• 03 June 2021
  • 14:00-15:30

Satellite monitoring for forest management

Tropical dry forests are subject to some of the highest rates of deforestation and degradation around the world, even though they cover some 2.7 million square kilometers in Africa alone and represent globally important carbon storage. These ecosystems are particularly at risk due their fragility and the high demand for forest goods and services, which are required to support the livelihoods of large numbers of the world’s poorest people. Despite their importance, little is known about dry forests and they are often not covered by inventories and management planning.

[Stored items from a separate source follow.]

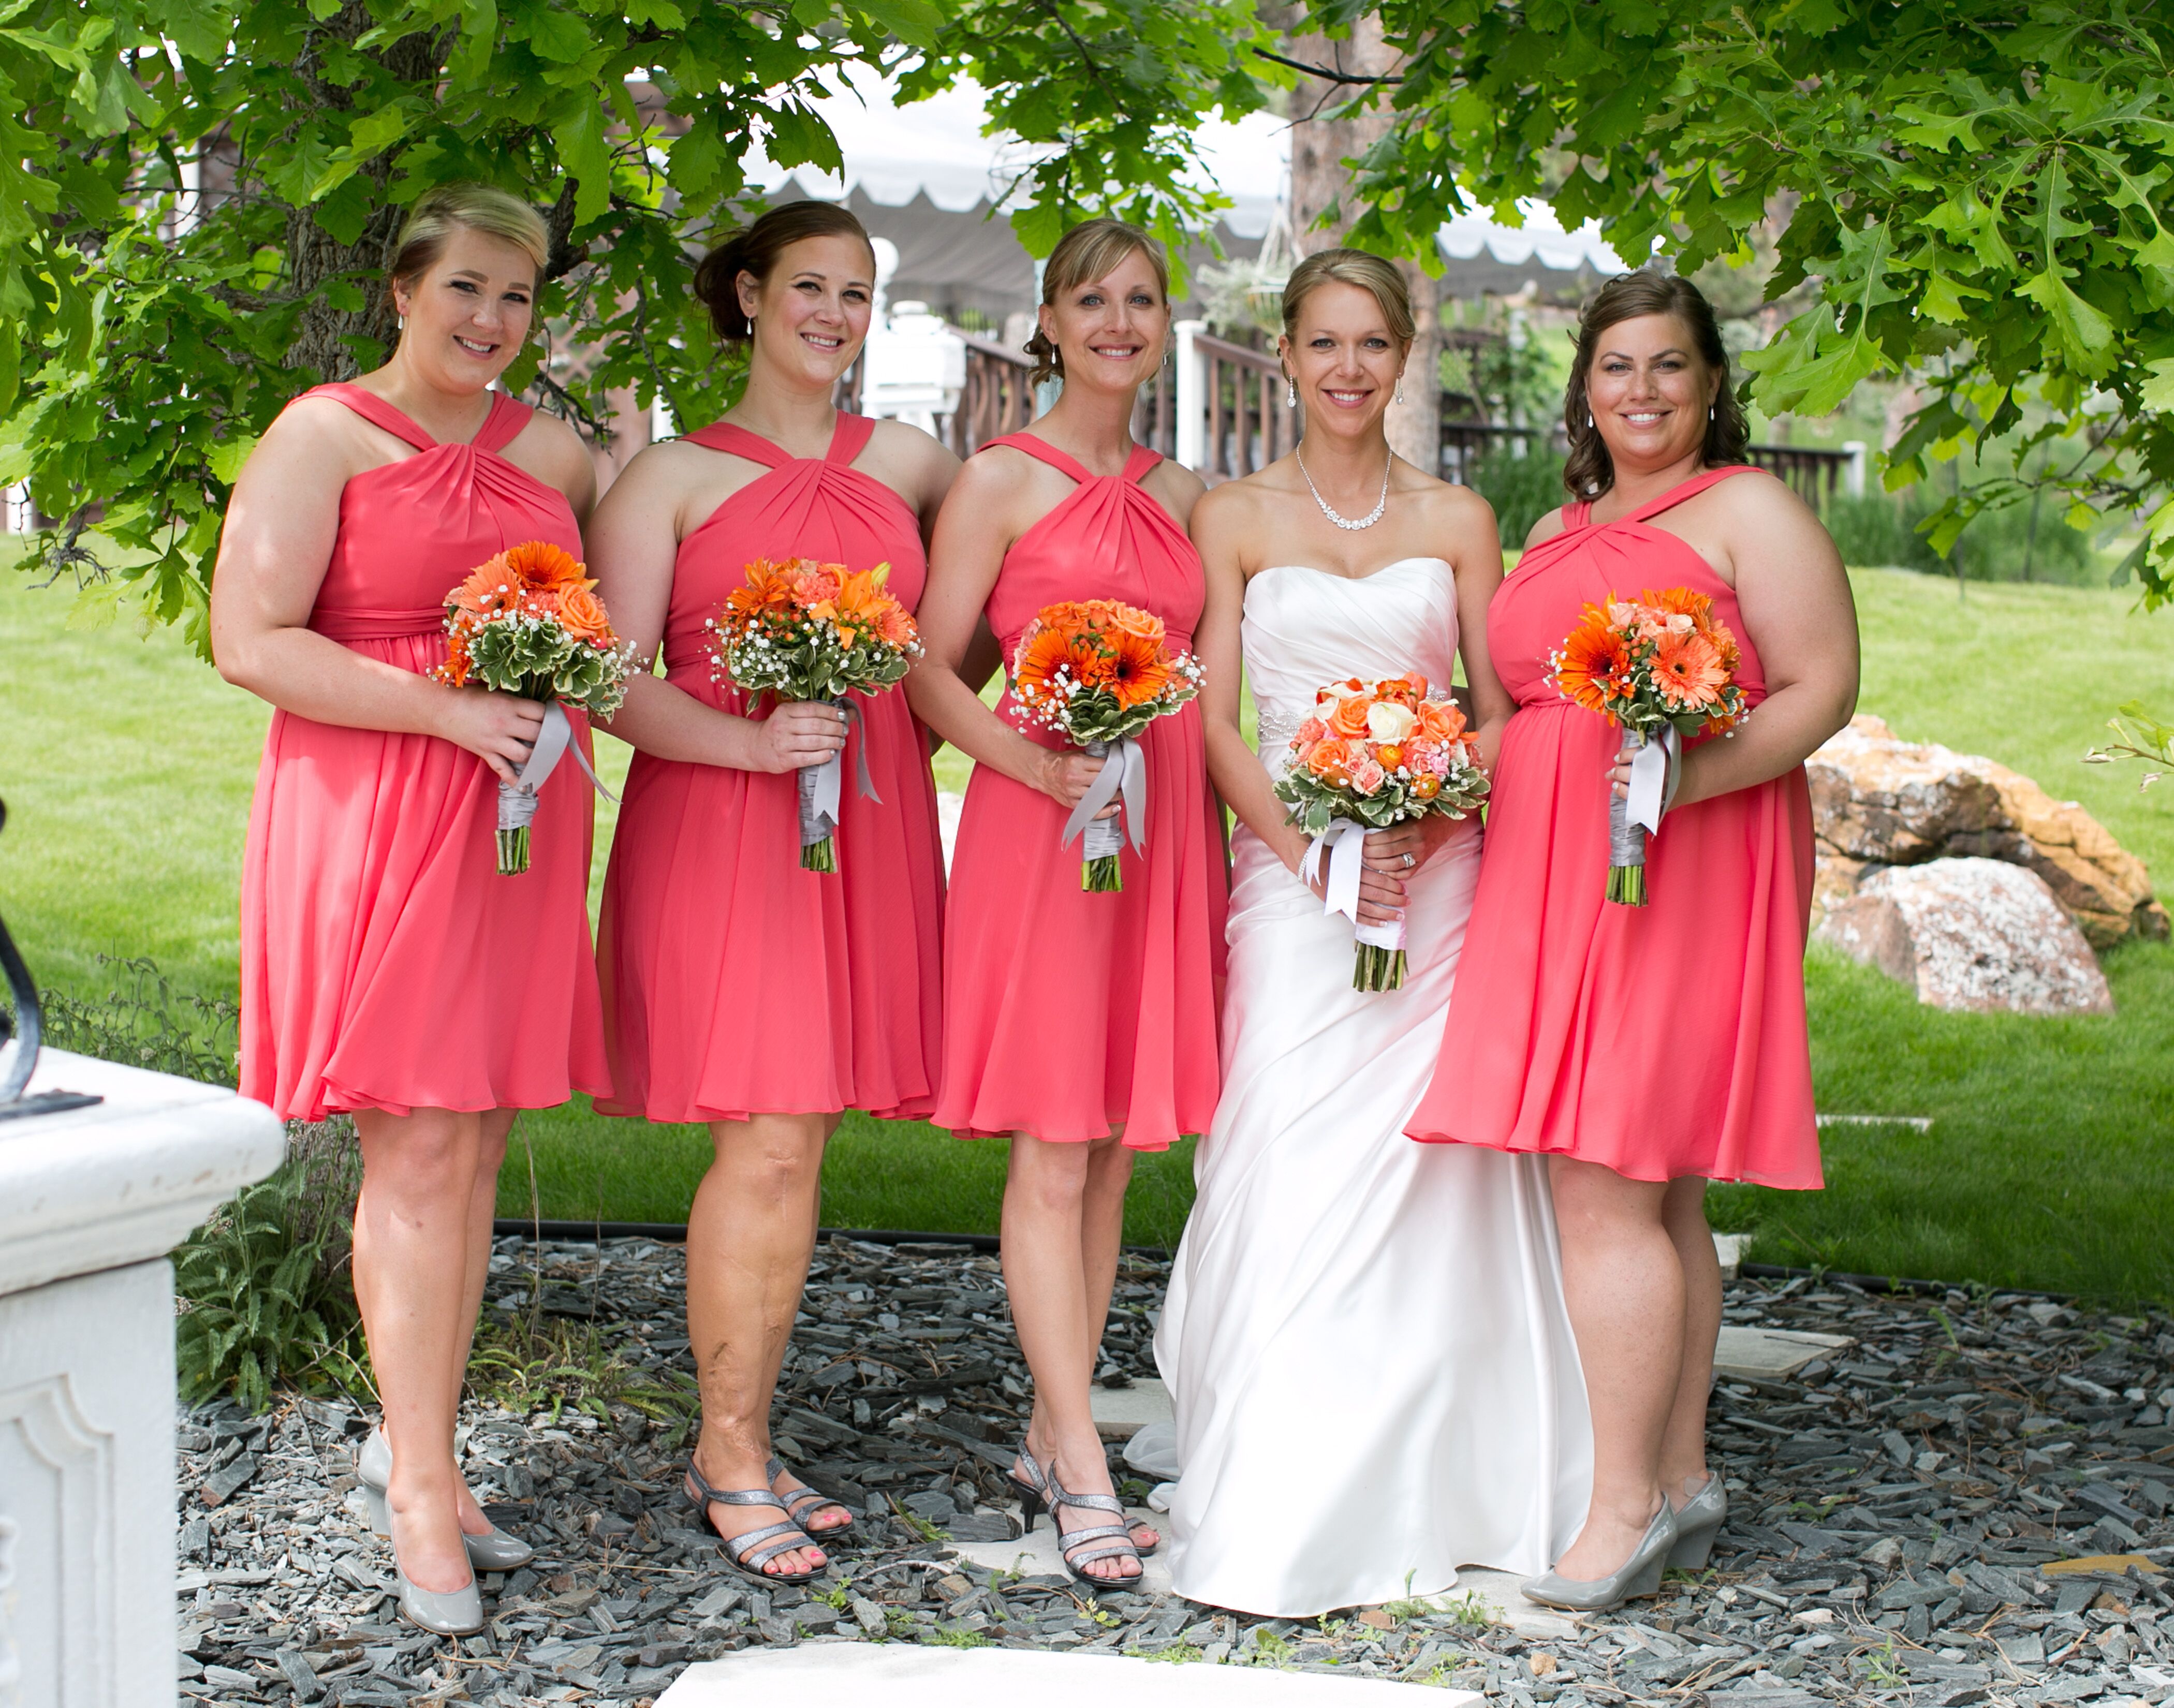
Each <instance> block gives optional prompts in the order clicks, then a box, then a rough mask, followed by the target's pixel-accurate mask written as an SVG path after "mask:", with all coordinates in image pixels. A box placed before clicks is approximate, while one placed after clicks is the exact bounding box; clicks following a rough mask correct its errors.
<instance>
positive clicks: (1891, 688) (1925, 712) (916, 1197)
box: [0, 572, 2174, 1302]
mask: <svg viewBox="0 0 2174 1708" xmlns="http://www.w3.org/2000/svg"><path fill="white" fill-rule="evenodd" d="M1854 585H1857V595H1859V608H1861V613H1863V626H1865V691H1863V708H1865V711H1872V713H1878V715H1883V717H1887V719H1889V724H1894V728H1896V732H1898V734H1902V737H1909V739H1920V741H1946V743H1948V745H1954V748H1963V750H1972V752H1985V754H1994V756H1996V758H2000V761H2004V763H2009V765H2013V767H2015V769H2020V771H2026V774H2028V776H2035V778H2037V780H2039V782H2041V784H2046V789H2048V791H2050V793H2054V795H2063V798H2076V800H2083V804H2085V806H2089V811H2091V813H2096V815H2098V817H2100V819H2102V821H2104V824H2107V826H2109V828H2111V830H2113V832H2115V834H2117V837H2120V839H2122V841H2124V843H2126V845H2128V847H2131V850H2135V852H2137V854H2139V856H2144V858H2146V861H2148V863H2150V865H2152V867H2154V871H2159V874H2161V878H2163V882H2165V884H2174V880H2167V878H2165V874H2174V806H2170V804H2174V795H2167V793H2163V791H2154V793H2152V795H2139V793H2137V787H2135V771H2124V769H2098V767H2085V765H2078V763H2076V758H2078V754H2083V752H2085V748H2089V745H2091V743H2094V741H2096V739H2098V737H2100V732H2102V724H2104V717H2107V715H2109V713H2111V708H2113V706H2115V704H2117V702H2122V700H2131V698H2144V700H2146V702H2152V704H2159V706H2167V704H2174V617H2141V615H2135V613H2133V611H2131V600H2128V598H2124V595H2120V593H2104V591H2078V589H2059V587H2022V585H1983V582H1974V585H1972V587H1970V591H1967V598H1963V600H1959V598H1957V591H1954V582H1952V580H1935V578H1924V576H1911V574H1898V572H1859V574H1857V576H1854ZM67 604H70V598H67V593H65V591H61V589H57V591H46V593H39V591H33V589H28V587H26V585H24V582H22V580H20V578H13V576H7V578H4V580H0V711H4V715H7V732H9V739H7V743H4V748H0V795H4V798H7V804H9V828H7V832H4V834H0V910H4V913H7V917H9V924H11V928H13V932H15V937H17V941H20V943H22V945H24V952H26V956H28V958H30V965H33V967H35V969H37V971H39V976H41V978H43V980H48V982H52V984H59V987H63V989H72V991H76V993H96V991H98V987H100V967H98V960H96V958H98V954H100V952H104V954H124V956H135V954H143V956H150V958H152V960H157V963H159V967H161V969H163V971H165V974H167V976H170V980H172V982H174V987H176V991H183V993H198V995H230V993H233V987H235V889H237V874H239V863H241V832H243V824H246V817H248V798H250V784H252V778H254V769H257V750H259V745H261V739H263V726H265V711H263V706H259V704H257V702H254V700H250V698H248V695H243V693H239V691H235V689H228V687H226V685H224V682H220V680H217V676H215V674H211V671H209V669H207V667H204V665H200V663H198V661H196V658H191V656H189V654H187V650H185V648H183V645H180V641H178V639H176V637H174V635H167V632H159V635H152V637H150V639H148V641H139V639H137V637H135V635H133V632H128V630H124V628H122V630H113V628H109V630H91V632H83V630H70V628H67V621H65V613H67ZM600 748H602V754H600V758H602V769H604V778H607V782H613V784H615V780H617V778H620V776H624V769H626V750H624V748H622V745H620V743H615V741H609V739H604V741H602V743H600ZM939 780H941V782H944V787H950V789H957V787H963V765H961V763H959V761H957V756H954V754H946V756H944V758H941V761H939ZM609 832H611V806H609V804H600V811H598V867H596V871H598V876H600V874H602V850H604V847H607V845H609ZM2107 971H2109V978H2111V982H2113V991H2115V1002H2117V1006H2120V1008H2117V1013H2115V1015H2113V1017H2107V1019H2061V1021H2052V1019H2017V1017H2002V1015H1944V1013H1935V1010H1928V1008H1920V1006H1917V1004H1915V1002H1913V1000H1911V995H1909V993H1907V991H1904V989H1902V987H1898V984H1891V982H1887V980H1883V978H1881V976H1876V974H1870V971H1865V969H1859V967H1854V965H1848V963H1841V960H1835V958H1831V956H1824V954H1815V956H1813V963H1811V971H1809V989H1811V1015H1813V1071H1815V1078H1817V1091H1820V1106H1822V1108H1826V1110H1837V1113H1854V1115H1931V1117H1935V1126H1933V1130H1931V1132H1928V1134H1911V1132H1909V1130H1898V1128H1876V1130H1828V1134H1826V1158H1828V1182H1831V1184H1828V1191H1826V1193H1767V1191H1757V1189H1720V1191H1715V1204H1713V1210H1715V1221H1717V1223H1720V1226H1728V1228H1752V1230H1757V1232H1759V1241H1757V1245H1754V1252H1752V1256H1754V1258H1761V1260H1772V1263H1824V1265H1831V1267H1837V1269H1857V1271H1870V1273H1898V1276H1937V1278H1944V1280H1985V1282H1991V1284H2015V1286H2044V1289H2054V1291H2078V1293H2094V1295H2104V1297H2152V1299H2161V1302H2167V1299H2174V1256H2170V1254H2167V1245H2165V1241H2163V1239H2161V1236H2159V1230H2161V1228H2165V1226H2170V1219H2174V1171H2170V1160H2167V1158H2170V1156H2174V1132H2170V1119H2174V1117H2170V1110H2174V1050H2170V1045H2174V950H2170V947H2167V945H2137V947H2128V950H2122V952H2117V954H2113V956H2109V963H2107ZM524 1132H526V1134H528V1139H530V1145H533V1154H535V1169H537V1193H539V1200H541V1208H543V1215H546V1217H565V1219H589V1217H596V1219H609V1221H680V1219H685V1208H687V1200H689V1195H691V1191H694V1182H696V1180H698V1178H700V1171H702V1167H704V1160H707V1150H709V1145H707V1139H704V1136H702V1132H700V1130H696V1128H652V1126H646V1123H639V1121H607V1119H600V1117H596V1115H591V1113H587V1108H583V1106H578V1104H576V1106H572V1108H563V1110H550V1113H541V1115H530V1117H526V1119H524ZM1002 1165H1004V1147H1002V1145H1000V1143H974V1145H965V1143H959V1141H954V1139H950V1136H948V1134H941V1132H933V1130H930V1128H926V1126H909V1123H878V1121H865V1119H859V1117H854V1119H848V1123H846V1126H844V1128H841V1130H839V1136H837V1141H835V1143H833V1150H830V1160H828V1165H826V1169H824V1219H826V1221H830V1223H835V1226H859V1228H926V1230H941V1232H989V1230H994V1228H996V1215H998V1202H1000V1193H1002ZM1189 1195H1191V1186H1189V1145H1180V1147H1176V1150H1172V1152H1170V1154H1167V1156H1154V1158H1141V1167H1139V1176H1137V1178H1135V1189H1133V1204H1130V1210H1128V1221H1126V1232H1128V1236H1130V1239H1133V1241H1137V1243H1148V1245H1170V1243H1174V1241H1176V1234H1178V1228H1180V1226H1183V1217H1185V1206H1187V1202H1189ZM500 1204H502V1210H504V1213H507V1215H526V1213H528V1204H530V1189H528V1163H526V1156H524V1150H522V1145H515V1156H513V1163H511V1165H509V1169H507V1178H504V1182H502V1195H500Z"/></svg>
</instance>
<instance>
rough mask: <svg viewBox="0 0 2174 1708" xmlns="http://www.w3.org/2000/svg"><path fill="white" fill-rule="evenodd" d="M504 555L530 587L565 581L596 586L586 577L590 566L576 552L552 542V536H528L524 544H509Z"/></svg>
mask: <svg viewBox="0 0 2174 1708" xmlns="http://www.w3.org/2000/svg"><path fill="white" fill-rule="evenodd" d="M502 558H504V565H507V569H511V572H513V574H515V576H520V578H522V580H524V582H528V585H530V587H561V585H565V582H580V585H583V587H596V582H591V580H587V576H585V569H587V565H583V563H580V558H576V556H574V554H572V552H565V550H561V548H559V545H552V543H550V541H548V539H524V541H522V543H520V545H509V548H507V550H504V552H502Z"/></svg>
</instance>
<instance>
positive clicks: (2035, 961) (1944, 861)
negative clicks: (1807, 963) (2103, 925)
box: [1817, 858, 2113, 1015]
mask: <svg viewBox="0 0 2174 1708" xmlns="http://www.w3.org/2000/svg"><path fill="white" fill-rule="evenodd" d="M1817 939H1820V941H1822V943H1833V945H1835V947H1837V950H1841V952H1844V954H1850V956H1854V958H1857V960H1863V963H1867V965H1872V967H1878V969H1881V971H1883V974H1887V976H1889V978H1898V980H1902V982H1904V984H1913V987H1915V989H1917V1000H1920V1002H1928V1004H1933V1006H1935V1008H1981V1010H1985V1008H2007V1010H2013V1013H2020V1015H2111V1013H2113V991H2109V989H2107V974H2104V971H2100V965H2098V956H2094V954H2091V945H2089V943H2085V941H2083V932H2081V930H2076V924H2074V921H2072V919H2070V917H2067V913H2065V910H2063V908H2061V904H2059V902H2057V900H2054V893H2052V887H2050V884H2048V882H2046V880H2044V878H2039V876H2037V874H2035V871H2028V869H2026V867H2020V865H2009V863H2007V861H1987V858H1944V861H1928V863H1924V865H1889V867H1876V869H1872V871H1867V874H1865V876H1863V878H1861V880H1859V884H1857V893H1854V895H1848V897H1841V900H1837V902H1835V904H1833V906H1828V910H1826V917H1824V919H1822V921H1820V930H1817Z"/></svg>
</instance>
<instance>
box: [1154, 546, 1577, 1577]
mask: <svg viewBox="0 0 2174 1708" xmlns="http://www.w3.org/2000/svg"><path fill="white" fill-rule="evenodd" d="M1244 648H1246V678H1248V682H1250V685H1252V693H1254V702H1257V704H1259V711H1261V752H1263V756H1265V758H1267V763H1270V767H1272V769H1274V767H1276V765H1278V754H1280V752H1283V750H1285V743H1287V741H1289V739H1291V734H1294V732H1296V728H1298V724H1300V719H1304V717H1307V715H1309V713H1311V708H1313V693H1315V689H1320V687H1322V685H1326V682H1333V680H1341V678H1346V676H1359V678H1367V680H1374V678H1383V676H1400V674H1402V671H1407V669H1420V671H1424V674H1426V678H1428V682H1433V685H1439V687H1441V689H1444V691H1446V689H1448V685H1450V676H1452V669H1454V661H1457V587H1454V578H1452V572H1450V565H1448V563H1444V561H1441V558H1402V561H1398V563H1391V565H1389V567H1387V569H1380V572H1376V574H1372V576H1367V578H1363V580H1346V578H1341V576H1330V574H1324V572H1320V569H1307V567H1296V565H1291V567H1276V569H1261V572H1259V574H1257V576H1254V578H1252V582H1250V585H1248V587H1246V611H1244ZM1478 863H1480V834H1478V826H1476V824H1465V826H1461V828H1459V830H1457V834H1454V837H1452V841H1450V843H1448V845H1446V847H1444V850H1441V852H1437V854H1435V858H1433V861H1428V863H1426V867H1422V869H1420V871H1417V874H1415V876H1413V880H1411V884H1409V906H1407V915H1404V924H1407V954H1409V971H1407V982H1404V989H1400V991H1385V993H1363V991H1354V989H1352V987H1350V980H1352V926H1350V921H1348V919H1344V917H1339V915H1324V913H1322V904H1320V900H1317V897H1315V895H1311V893H1309V891H1307V887H1304V884H1300V882H1298V878H1296V876H1294V874H1291V871H1287V869H1285V867H1283V863H1280V861H1278V858H1276V856H1274V854H1272V852H1270V850H1267V845H1265V843H1261V841H1259V839H1257V837H1254V834H1250V832H1248V830H1244V828H1239V830H1237V834H1235V839H1233V889H1230V924H1228V943H1230V978H1228V993H1226V1000H1224V1021H1222V1056H1224V1089H1222V1102H1220V1104H1217V1108H1215V1123H1213V1128H1211V1130H1209V1134H1207V1136H1204V1139H1202V1141H1200V1150H1198V1156H1196V1163H1194V1173H1196V1180H1198V1189H1200V1191H1198V1200H1196V1204H1194V1213H1191V1221H1189V1223H1187V1228H1185V1241H1183V1243H1180V1247H1178V1260H1176V1273H1174V1276H1172V1284H1170V1299H1167V1304H1165V1308H1163V1319H1161V1328H1159V1332H1157V1341H1154V1354H1157V1362H1159V1367H1161V1371H1163V1380H1165V1382H1167V1384H1170V1391H1172V1399H1174V1406H1176V1445H1178V1467H1180V1475H1178V1484H1176V1491H1174V1495H1172V1506H1170V1519H1172V1549H1170V1571H1172V1578H1174V1582H1176V1588H1178V1593H1180V1595H1185V1597H1189V1599H1194V1602H1209V1604H1213V1606H1224V1608H1237V1610H1244V1612H1259V1615H1280V1617H1304V1615H1317V1612H1328V1610H1330V1608H1348V1606H1363V1604H1374V1602H1387V1599H1396V1597H1400V1595H1428V1593H1437V1591H1444V1588H1450V1586H1452V1584H1454V1582H1457V1567H1459V1565H1474V1567H1496V1569H1504V1571H1517V1573H1537V1571H1544V1569H1546V1567H1548V1565H1552V1560H1554V1558H1557V1554H1561V1549H1563V1547H1567V1545H1570V1541H1572V1536H1574V1534H1576V1525H1578V1521H1580V1519H1583V1517H1585V1499H1587V1491H1589V1484H1591V1430H1589V1423H1587V1410H1585V1382H1583V1378H1580V1373H1578V1354H1576V1343H1574V1339H1572V1332H1570V1319H1567V1315H1565V1310H1563V1286H1561V1258H1559V1254H1557V1241H1554V1213H1552V1204H1550V1197H1548V1176H1546V1163H1544V1160H1541V1158H1537V1156H1507V1154H1502V1152H1494V1150H1483V1147H1472V1145H1417V1143H1413V1141H1411V1139H1407V1136H1404V1121H1407V1119H1409V1117H1411V1110H1413V1108H1415V1106H1417V1102H1420V1093H1422V1091H1424V1089H1426V1082H1428V1076H1430V1073H1433V1067H1435V1058H1437V1056H1439V1052H1441V1026H1444V1017H1446V1013H1448V1006H1450V984H1452V980H1454V978H1457V956H1459V947H1461V943H1463V934H1465V917H1467V913H1470V910H1472V889H1474V884H1476V880H1478Z"/></svg>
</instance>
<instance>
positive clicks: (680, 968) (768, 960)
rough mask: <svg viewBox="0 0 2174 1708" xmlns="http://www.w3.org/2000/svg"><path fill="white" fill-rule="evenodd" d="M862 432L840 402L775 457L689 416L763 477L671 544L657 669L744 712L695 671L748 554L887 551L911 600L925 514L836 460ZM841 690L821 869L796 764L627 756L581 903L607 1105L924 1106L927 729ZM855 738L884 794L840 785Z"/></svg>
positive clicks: (631, 1109) (938, 949) (926, 959)
mask: <svg viewBox="0 0 2174 1708" xmlns="http://www.w3.org/2000/svg"><path fill="white" fill-rule="evenodd" d="M874 430H876V424H874V422H870V419H867V417H865V415H844V413H841V415H839V417H837V428H835V432H833V437H830V450H828V452H826V454H824V456H822V459H813V456H787V454H785V452H783V450H778V448H776V445H774V443H770V441H767V439H761V437H757V435H752V432H748V430H746V428H739V426H733V424H728V422H717V424H713V426H707V428H702V430H700V432H691V435H687V437H689V441H691V443H696V445H707V448H709V450H720V452H730V454H733V456H746V459H748V461H750V463H763V465H765V467H767V474H763V476H759V478H757V480H750V482H748V485H746V487H741V489H739V491H735V493H733V495H730V498H726V500H724V502H722V504H720V506H717V508H715V511H713V513H711V517H709V519H707V522H704V524H702V526H700V528H696V530H694V532H691V535H687V539H683V541H680V550H678V563H676V565H674V569H672V606H670V613H667V619H665V648H663V652H665V678H667V680H670V682H672V685H674V687H678V689H683V691H687V693H691V695H694V698H696V700H700V702H702V704H704V706H717V708H720V711H728V713H735V715H739V717H746V715H748V695H744V693H741V691H739V689H735V687H730V685H724V687H720V685H713V682H711V680H709V669H711V654H709V637H707V635H704V628H702V624H707V621H709V619H711V617H713V615H715V613H717V606H720V604H722V602H724V598H726V593H730V591H733V589H735V587H741V585H744V582H746V578H748V565H750V563H752V561H754V558H772V561H776V558H796V556H804V558H817V561H822V563H844V565H846V567H848V569H872V567H874V565H878V563H889V565H891V580H889V591H891V593H894V595H896V598H898V600H900V602H902V604H904V606H907V608H913V606H915V604H917V602H920V598H922V582H924V580H926V578H928V561H926V556H924V552H922V532H920V524H917V522H915V517H913V511H911V508H907V502H904V500H902V498H900V495H898V493H894V491H891V489H889V487H885V485H883V482H880V480H876V478H874V476H870V474H861V472H859V469H854V467H852V459H854V456H859V454H861V450H863V448H865V445H867V439H870V435H872V432H874ZM852 702H854V711H857V717H854V724H852V730H850V734H848V739H846V745H848V752H846V787H844V806H841V817H839V828H837V871H835V874H830V871H802V869H800V795H798V778H796V774H794V771H741V769H735V767H728V765H691V763H685V761H672V758H657V756H654V754H635V763H633V769H630V771H628V778H626V804H624V806H622V808H620V828H617V834H615V837H613V841H611V869H609V874H607V876H604V910H602V919H600V921H598V963H600V965H602V978H604V1032H607V1041H609V1047H611V1078H613V1095H611V1097H609V1100H600V1102H598V1108H602V1110H604V1113H607V1115H646V1117H648V1119H652V1121H744V1119H746V1117H748V1115H817V1113H822V1115H826V1113H833V1110H841V1108H863V1110H867V1113H870V1115H883V1117H924V1115H928V1110H930V1106H933V1102H935V1084H937V1050H939V1039H941V952H944V950H941V928H944V841H941V837H939V830H937V793H935V780H933V778H930V774H928V732H926V730H924V728H922V724H917V721H915V717H913V713H911V711H909V708H907V695H904V691H898V689H891V691H887V693H876V695H852ZM857 752H859V754H865V758H867V774H870V782H872V784H874V789H876V795H880V804H878V802H872V800H863V795H861V793H859V787H857V765H859V758H857Z"/></svg>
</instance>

Recent major breakthroughs in satellite Earth Observation (EO) data provision provide unprecedented views of the Earth and present an opportunity to address existing limitations in forest monitoring capabilities. In 2014 and 2015, the European Space Agency (ESA) launched two satellite missions – Sentinel-1 and Sentinel-2 – to improve monitoring the global environment. Both satellites are revolutionary in terms of wide coverage, high spatial resolution, and frequent repeat coverage. Similar to the Landsat-8 mission, data collected by the Sentinel satellites are provided through an open access policy. These missions and open access policies have dramatically increased available data on global forests.

The session will focus on introducing the new and innovative tools developed by the Satellite Monitoring for Forest Management (SMFM) project by the World Bank in 2017–2020. The SMFM project developed tools to allow forest practitioners to use these new satellite resources for forest cover and biomass assessment, dense time-series change analysis and analyzing the drivers of forest change.